Kulnura () is a suburb of the Central Coast region of New South Wales, Australia, located north of Mangrove Mountain along George Downes Drive. It is within  local government area. Kulnura's name is an Aboriginal word meaning "in sight of the sea" or "up in the clouds", it was named in 1914 by a meeting of the early pioneers Messrs Archibold, Collins, Gatley, Penn, Young, Williams and Gibson. Its population of approximately 600 people rely mostly on the town's fruit and cattle industries for income, however many commute to regional centres of Gosford, Wyong and even to Sydney for work. It is also home to the biggest catchment area on the Central Coast, Mangrove Creek Dam which has a capacity of 190 000 ML, and has a free tourist kiosk on the site.  "Mangrove Mountain Bottlers Pty Ltd" bottle still water at their plant at Kulnura, as well as for private label mass-retailers, such as 7–11.

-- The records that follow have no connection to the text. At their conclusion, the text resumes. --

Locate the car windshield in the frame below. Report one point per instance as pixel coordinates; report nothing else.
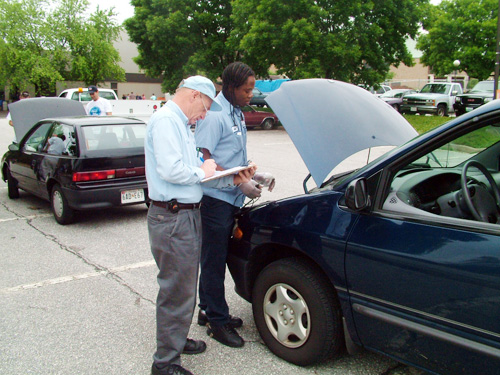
(113, 137)
(483, 86)
(392, 94)
(85, 96)
(436, 88)
(460, 149)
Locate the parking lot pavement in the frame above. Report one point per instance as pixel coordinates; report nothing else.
(80, 299)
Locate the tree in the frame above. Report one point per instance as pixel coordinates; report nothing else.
(462, 30)
(350, 40)
(178, 38)
(43, 43)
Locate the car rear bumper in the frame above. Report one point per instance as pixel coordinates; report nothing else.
(92, 197)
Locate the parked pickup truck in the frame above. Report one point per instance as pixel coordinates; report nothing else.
(435, 98)
(142, 109)
(481, 93)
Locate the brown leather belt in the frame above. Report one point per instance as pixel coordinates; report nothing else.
(177, 206)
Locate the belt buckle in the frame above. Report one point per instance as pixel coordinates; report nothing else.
(173, 206)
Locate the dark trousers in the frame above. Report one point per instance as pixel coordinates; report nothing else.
(217, 219)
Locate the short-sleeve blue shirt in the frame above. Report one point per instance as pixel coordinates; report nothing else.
(224, 134)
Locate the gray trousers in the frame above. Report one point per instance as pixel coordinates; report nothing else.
(175, 240)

Another one of Kulnura's attractions is the Paintball Place, which holds paintball skirmishes for people over 16.

District
Kulnura extends from the intersection of Bloodtree Road and George Downes Drive in the south, to the Great Northern Road in the north, to include the Mangrove Creek reservoir in the west, to down Bumble Hill Road in the east and to Red Hill Road in the southeast. Map of Kulnura in Google Maps

Kulnura General Store-café, petrol station and a bottle shop are located just opposite Kulnura Hall at the intersection of Greta Road with George Downes Drive.

Kulnura's One Stop convenience store is also a popular resting place for passing motorcyclists and tourists.

Kulnura Public School is situated at 9 Williams Road.

Festival
Every year Kulnura is host to the Bloodtree Festival, which is a celebration of life in the Mangrove Mountain area. It has been running for the past five years at Kulnura Oval, adjacent to Kulnura Hall.